Consapevole di assolvere a una funzione maschile, giustificata dalla recente vedovanza, Bianca Laura richiamava il figlio ai suoi doveri, anteponendo ai precetti classici dell’educazione nobiliare, i nuovi principi ispirati al senso dell’utile e tesi a formare un cittadino consapevole: in particolare l’apprendimento di scienze naturali, scienze agrarie, diritto, lingua tedesca, retorica, logica e filosofia morale. Giudicando tali discipline indispensabili alla vita, affermava che materie quali la poesia italiana, il francese, la musica e le arti cavalleresche, sebbene importanti, potessero essere tranquillamente poste in secondo piano.

Con l’ingresso di Clementino Vannetti in Accademia, nel 1772, Bianca Laura si fece da parte per consentire al figlio di assumere la guida del sodalizio fondato dai genitori; il giovane, tuttavia, avrebbe seguito solo in parte i consigli materni, rifiutandosi di coltivare le lingue straniere e la cultura scientifica. Bianca Laura rimase fino all’ultimo una presenza significativa e una figura di riferimento per la cultura roveretana, come dimostra la pubblicazione di una selezione dei suoi scritti nel 1781, a cura del figlio.

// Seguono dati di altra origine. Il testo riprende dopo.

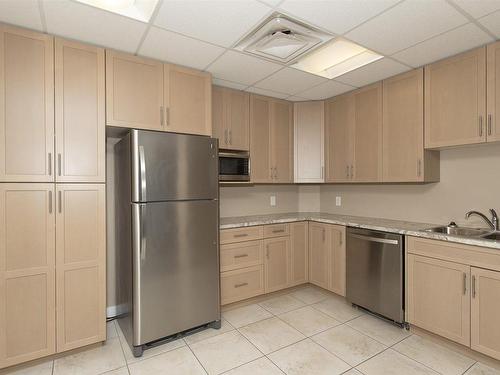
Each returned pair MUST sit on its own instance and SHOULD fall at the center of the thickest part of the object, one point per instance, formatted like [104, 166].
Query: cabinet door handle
[50, 201]
[50, 163]
[473, 286]
[58, 164]
[59, 203]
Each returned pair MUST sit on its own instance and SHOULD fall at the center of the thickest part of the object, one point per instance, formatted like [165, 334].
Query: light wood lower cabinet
[299, 253]
[81, 265]
[26, 106]
[485, 312]
[276, 263]
[27, 272]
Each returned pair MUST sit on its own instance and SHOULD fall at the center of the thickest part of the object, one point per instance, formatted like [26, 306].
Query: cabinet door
[282, 141]
[134, 91]
[308, 138]
[27, 272]
[188, 100]
[238, 118]
[338, 129]
[337, 260]
[318, 254]
[439, 297]
[81, 262]
[493, 94]
[299, 253]
[259, 139]
[219, 117]
[276, 263]
[80, 112]
[367, 162]
[403, 129]
[26, 106]
[485, 307]
[455, 100]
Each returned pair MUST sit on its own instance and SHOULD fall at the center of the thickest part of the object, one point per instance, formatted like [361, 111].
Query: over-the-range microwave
[234, 166]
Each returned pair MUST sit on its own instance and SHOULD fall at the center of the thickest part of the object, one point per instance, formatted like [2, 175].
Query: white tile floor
[306, 332]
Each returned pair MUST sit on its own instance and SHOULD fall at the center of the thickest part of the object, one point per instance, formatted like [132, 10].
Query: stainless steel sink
[495, 236]
[459, 231]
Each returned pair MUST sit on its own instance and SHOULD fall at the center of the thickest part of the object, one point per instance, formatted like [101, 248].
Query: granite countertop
[394, 226]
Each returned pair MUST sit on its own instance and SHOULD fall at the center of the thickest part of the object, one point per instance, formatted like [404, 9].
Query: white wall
[470, 179]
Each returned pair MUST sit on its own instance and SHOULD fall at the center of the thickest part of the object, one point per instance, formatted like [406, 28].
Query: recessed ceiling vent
[282, 39]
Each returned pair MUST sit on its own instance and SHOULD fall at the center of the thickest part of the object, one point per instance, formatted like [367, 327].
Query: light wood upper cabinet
[260, 139]
[276, 263]
[485, 319]
[404, 158]
[188, 100]
[134, 91]
[493, 92]
[231, 118]
[27, 272]
[367, 158]
[282, 140]
[309, 129]
[26, 106]
[318, 254]
[299, 253]
[81, 265]
[337, 277]
[455, 100]
[439, 297]
[80, 112]
[339, 113]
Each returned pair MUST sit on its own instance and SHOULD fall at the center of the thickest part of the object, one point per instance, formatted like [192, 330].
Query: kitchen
[327, 234]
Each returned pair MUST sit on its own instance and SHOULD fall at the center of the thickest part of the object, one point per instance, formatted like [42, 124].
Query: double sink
[453, 230]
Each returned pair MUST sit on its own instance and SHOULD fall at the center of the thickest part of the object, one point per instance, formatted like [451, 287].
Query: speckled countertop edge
[394, 226]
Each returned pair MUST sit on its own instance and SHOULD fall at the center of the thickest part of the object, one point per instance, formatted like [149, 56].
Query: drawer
[276, 230]
[241, 254]
[241, 284]
[240, 234]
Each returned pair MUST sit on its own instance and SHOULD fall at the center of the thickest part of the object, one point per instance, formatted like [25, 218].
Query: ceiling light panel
[336, 58]
[140, 10]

Morto improvvisamente Clementino nel 1796, a soli quarantadue anni, la madre lo seguì a distanza di alcuni mesi, il 6 marzo 1797.

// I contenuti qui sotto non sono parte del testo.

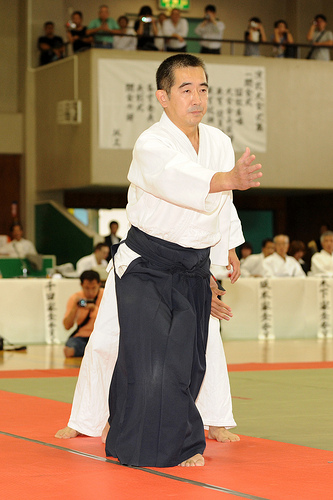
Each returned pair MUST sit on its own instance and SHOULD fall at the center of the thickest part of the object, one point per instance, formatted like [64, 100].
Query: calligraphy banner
[127, 103]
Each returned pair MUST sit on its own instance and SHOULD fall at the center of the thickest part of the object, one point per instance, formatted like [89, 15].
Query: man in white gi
[322, 262]
[180, 192]
[253, 265]
[281, 265]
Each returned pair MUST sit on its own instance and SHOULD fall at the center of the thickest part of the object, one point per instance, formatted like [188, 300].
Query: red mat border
[237, 367]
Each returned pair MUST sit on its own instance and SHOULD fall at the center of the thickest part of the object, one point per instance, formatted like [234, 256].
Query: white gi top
[169, 192]
[181, 29]
[275, 265]
[253, 265]
[19, 249]
[88, 263]
[322, 264]
[210, 31]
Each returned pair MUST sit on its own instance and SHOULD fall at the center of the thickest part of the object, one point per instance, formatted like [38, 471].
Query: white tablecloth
[279, 307]
[33, 308]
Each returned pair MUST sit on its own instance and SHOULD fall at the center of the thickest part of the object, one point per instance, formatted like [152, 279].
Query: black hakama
[164, 302]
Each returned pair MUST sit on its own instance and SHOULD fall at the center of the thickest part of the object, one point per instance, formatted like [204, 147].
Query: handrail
[233, 42]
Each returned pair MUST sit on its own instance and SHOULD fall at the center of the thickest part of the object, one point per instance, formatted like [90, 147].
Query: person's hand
[244, 174]
[234, 262]
[219, 309]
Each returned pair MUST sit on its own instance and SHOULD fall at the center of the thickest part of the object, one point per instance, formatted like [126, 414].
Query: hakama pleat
[163, 306]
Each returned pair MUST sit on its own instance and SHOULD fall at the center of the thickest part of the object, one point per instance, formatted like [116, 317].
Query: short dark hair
[90, 276]
[165, 74]
[255, 20]
[265, 241]
[78, 13]
[276, 24]
[145, 11]
[99, 246]
[210, 8]
[126, 19]
[14, 225]
[321, 16]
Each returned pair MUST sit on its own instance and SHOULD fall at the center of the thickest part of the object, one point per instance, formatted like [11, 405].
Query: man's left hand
[234, 262]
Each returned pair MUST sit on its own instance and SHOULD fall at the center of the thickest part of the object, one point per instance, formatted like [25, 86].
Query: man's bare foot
[66, 433]
[222, 435]
[105, 432]
[69, 352]
[197, 460]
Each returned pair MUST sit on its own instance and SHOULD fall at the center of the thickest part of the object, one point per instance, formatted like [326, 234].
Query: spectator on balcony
[160, 42]
[103, 29]
[322, 262]
[123, 42]
[255, 33]
[281, 265]
[176, 28]
[210, 29]
[146, 29]
[77, 33]
[50, 45]
[283, 37]
[320, 39]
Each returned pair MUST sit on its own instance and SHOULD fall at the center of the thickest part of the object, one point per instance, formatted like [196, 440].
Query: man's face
[17, 233]
[49, 30]
[76, 18]
[175, 16]
[103, 13]
[187, 103]
[90, 289]
[268, 249]
[321, 24]
[281, 245]
[102, 253]
[113, 228]
[327, 244]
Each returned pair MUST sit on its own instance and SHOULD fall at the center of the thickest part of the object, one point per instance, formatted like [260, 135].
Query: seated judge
[18, 247]
[279, 264]
[253, 265]
[322, 262]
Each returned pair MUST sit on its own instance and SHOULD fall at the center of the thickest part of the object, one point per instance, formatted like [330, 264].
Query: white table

Opere. Una selezione dei Discorsi e lettere di Bianca Laura Saibante Vannetti, fra gli Agiati di Rovereto Atalia, lette nell’Accademia de’medesimi con una lettera alla stessa della Signora contessa Francesca Roberti Franco, è pubblicata a Venezia, presso Sebastiano Coleti, nel 1781 a cura del figlio Clementino Vannetti.

Fonti e Bibl.: La quasi totalità delle fonti relative a Saibante, oltre ai manoscritti di tutte le sue opere, si trova presso l’Archivio storico dell’Accademia roveretana degli Agiati, depositato presso la Biblioteca civica G. Tartarotti di Rovereto. La principale fonte sulla sua vita sono le Note biografiche di Bianca Laura Vannetti Saibante, manoscritto anonimo conservato in BCRov. Ms. 72.8 (36).

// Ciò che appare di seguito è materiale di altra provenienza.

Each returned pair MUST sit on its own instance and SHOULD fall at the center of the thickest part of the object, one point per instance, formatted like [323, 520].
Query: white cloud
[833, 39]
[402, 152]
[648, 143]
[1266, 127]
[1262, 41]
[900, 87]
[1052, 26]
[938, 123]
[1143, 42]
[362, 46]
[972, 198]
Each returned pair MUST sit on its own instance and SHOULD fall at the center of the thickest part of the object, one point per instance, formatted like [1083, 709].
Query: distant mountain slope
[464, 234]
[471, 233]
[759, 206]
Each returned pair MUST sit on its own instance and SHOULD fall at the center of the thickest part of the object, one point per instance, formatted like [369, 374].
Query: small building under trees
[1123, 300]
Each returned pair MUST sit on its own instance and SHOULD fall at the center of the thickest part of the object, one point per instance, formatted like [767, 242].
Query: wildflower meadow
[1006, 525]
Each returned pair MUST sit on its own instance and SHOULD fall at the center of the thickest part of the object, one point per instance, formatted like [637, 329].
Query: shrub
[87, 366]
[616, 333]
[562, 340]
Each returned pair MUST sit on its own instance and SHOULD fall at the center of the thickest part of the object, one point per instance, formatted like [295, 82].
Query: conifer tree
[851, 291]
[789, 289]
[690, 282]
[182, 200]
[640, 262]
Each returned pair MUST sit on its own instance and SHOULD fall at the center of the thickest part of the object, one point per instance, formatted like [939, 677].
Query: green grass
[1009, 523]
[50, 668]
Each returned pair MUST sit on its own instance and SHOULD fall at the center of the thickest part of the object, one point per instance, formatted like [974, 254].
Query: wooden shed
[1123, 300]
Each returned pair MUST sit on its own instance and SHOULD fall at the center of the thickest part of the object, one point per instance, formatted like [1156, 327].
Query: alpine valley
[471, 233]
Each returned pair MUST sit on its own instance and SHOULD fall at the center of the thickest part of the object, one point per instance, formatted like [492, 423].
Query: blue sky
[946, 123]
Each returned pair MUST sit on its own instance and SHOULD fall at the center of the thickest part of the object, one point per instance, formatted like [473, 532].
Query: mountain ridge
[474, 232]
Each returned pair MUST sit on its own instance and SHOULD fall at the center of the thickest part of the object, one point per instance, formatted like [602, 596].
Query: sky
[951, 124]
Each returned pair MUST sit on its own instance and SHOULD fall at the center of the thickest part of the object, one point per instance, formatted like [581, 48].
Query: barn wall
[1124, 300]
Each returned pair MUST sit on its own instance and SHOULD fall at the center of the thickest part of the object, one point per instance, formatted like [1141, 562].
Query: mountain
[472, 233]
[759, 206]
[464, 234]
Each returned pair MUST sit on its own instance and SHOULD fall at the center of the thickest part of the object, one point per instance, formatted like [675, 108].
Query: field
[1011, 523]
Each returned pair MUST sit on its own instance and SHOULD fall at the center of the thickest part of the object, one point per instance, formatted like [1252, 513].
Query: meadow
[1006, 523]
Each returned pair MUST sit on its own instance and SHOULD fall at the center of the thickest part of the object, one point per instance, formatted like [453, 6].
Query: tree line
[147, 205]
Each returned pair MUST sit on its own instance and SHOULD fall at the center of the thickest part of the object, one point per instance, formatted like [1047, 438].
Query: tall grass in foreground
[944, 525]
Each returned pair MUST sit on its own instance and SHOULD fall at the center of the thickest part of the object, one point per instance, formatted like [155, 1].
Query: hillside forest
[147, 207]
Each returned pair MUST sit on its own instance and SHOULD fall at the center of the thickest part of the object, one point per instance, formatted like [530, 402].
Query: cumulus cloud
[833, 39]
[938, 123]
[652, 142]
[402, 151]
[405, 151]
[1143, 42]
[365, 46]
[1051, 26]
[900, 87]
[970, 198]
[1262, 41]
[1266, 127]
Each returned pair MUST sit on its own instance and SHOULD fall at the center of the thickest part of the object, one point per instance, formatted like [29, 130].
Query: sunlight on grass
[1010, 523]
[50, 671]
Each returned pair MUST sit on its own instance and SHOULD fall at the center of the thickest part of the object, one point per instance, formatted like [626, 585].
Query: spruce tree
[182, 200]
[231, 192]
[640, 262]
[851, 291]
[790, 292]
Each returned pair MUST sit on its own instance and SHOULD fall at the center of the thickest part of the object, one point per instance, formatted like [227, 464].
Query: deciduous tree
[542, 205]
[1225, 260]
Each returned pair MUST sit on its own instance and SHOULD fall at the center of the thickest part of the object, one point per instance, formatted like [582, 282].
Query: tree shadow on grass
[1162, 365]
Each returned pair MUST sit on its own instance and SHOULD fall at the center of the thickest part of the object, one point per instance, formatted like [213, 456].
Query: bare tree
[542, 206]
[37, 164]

Sulla cultura roveretana del Settecento e su Bianca Laura Saibante si veda: M. Bonazza, L’Accademia Roveretana degli Agiati, Rovereto 1988; L’affermazione di una società civile e colta nella Rovereto del Settecento. Atti del Seminario di studio... 1998, a cura di M. Allegri, Rovereto 2000; «Le cetere de’dolcissimi Agiati». Le pubblicazioni degli Accademici di Rovereto (1750-1764) raccolte da Giuseppe Valeriano Vannetti, a cura di M. Gentilini, Rovereto 2000; S. Ferrari, Un ceto intellettuale ai confini d’Italia. L’Accademia Roveretana degli Agiati dal 1750 al 1795, in Storia del Trentino, IV, L’età moderna, a cura di M. Bellabarba - G. Olmi, Bologna 2002, pp. 653-684. Sulla famiglia Saibante si veda: Q. Perini, Famiglie nobili trentine, VIII, La famiglia Saibante di Verona e Rovereto, in Atti della Accademia roveretana degli Agiati, s. 3, 1906, vol. 12, pp. 49-86 e G.M. Varanini, Richter tirolese, mercante di legname, patrizio veronese. L’affermazione di Nicola Saibante da Egna, in Geschichte und Region/Storia e regione, 1995, n. 4, monografico: Adel und Territorium / Nobiltà e territorio, pp. 192-219. Su Bianca Laura Saibante si veda: A. Bettanini, S.V.B.L., in Atti della Accademia roveretana degli Agiati, s. 3, 1900, n. 2, pp. 107-144; G.P. Romagnani, Dal salotto di casa Saibante all’Accademia degli Agiati: l’avventura intellettuale di una donna nella Rovereto settecentesca, in Salotti e ruolo femminile in Italia. Tra fine Seicento e primo Novecento, a cura di M.L. Betri - E. Brambilla, Venezia 2004, pp. 213-235. Su Giuseppe Valeriano Vannetti si veda: G.B. Chiaramonti, La vita del cavaliere Giuseppe Valeriano Vannetti Roveretano signore di Villanova, fondatore della Imperiale Accademia degli Agiati di Rovereto, Brescia 1766. Su Clementino Vannetti si veda: Clementino Vannetti (1754-1795). La cultura roveretana verso le “patrie lettere”, Rovereto... 1996, in Atti della Accademia roveretana degli Agiati, s. 7, CCXLVIII (1998), 8, A, n. 1.